In Talend Open Studio, you can apply processing directly to a spreadsheet in preparation for loading into a data mart. However, it's often better to do this type of work in the database itself. This is because of the flexibility and performance of running queries directly in the database process. For example, rather than gathering surrogate keys outside of the database using tMap and lookups from a file processing loop, load the data into the database and use a query containing high-performance joins for additional transformations.
Start by defining the main processing loop based off of tFileList. This will feed into a tMap component. The tMap component can provide some basic NULL-checking and data type validation, spooling any rejects off to reject table.
This is a Talend Open Studio job containing 3 subjobs that load a directory of spreadsheets into a MySQL table, leaving the results in place for additional processing.
|Talend Open Studio - A Typical ETL Staging Job|
While the tMysqlOutput components have an option to Clear or Truncate tables, we want to leave the records from each iteration in order to gain an economies of scale. That is, load every data file and then process the entire set in one large batch rather than flushing the contents out with every iteration. I use a single iteration of a tForeach (added a single element "once" to the list) to drive the two delete statements.
The tMap component contains logic for rejecting records. An alternate implementation would put this logic into a component like tFilterRow so that the specific failure condition could be tracked.
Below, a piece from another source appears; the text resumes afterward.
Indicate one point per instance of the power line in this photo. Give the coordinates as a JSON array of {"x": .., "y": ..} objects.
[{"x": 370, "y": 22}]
|Talend Open Studio - Map Only Valid Fields|
|Talend Open Studio - Mapping Reject|
Stage as String
The schemas for components like tFileInputExcel can use any simple data type available in Java: String, Integer, Date, Double. I find it useful to stage everything using very loose schemas where each field is a String. This has the following advantages
- Bring data into the system where it can be handled, and
- Allow for runtime processing related to Locales or conditional formatting.
Staging is used to load a database table where it is more convenient to analyze and process a record than a set of flat files. Once in the database, performant queries can be run without suffering the network latency of having to move data in and out of the database process. Talend Open Studio components provide the file processing and the data loading steps in this arrangement of subjobs.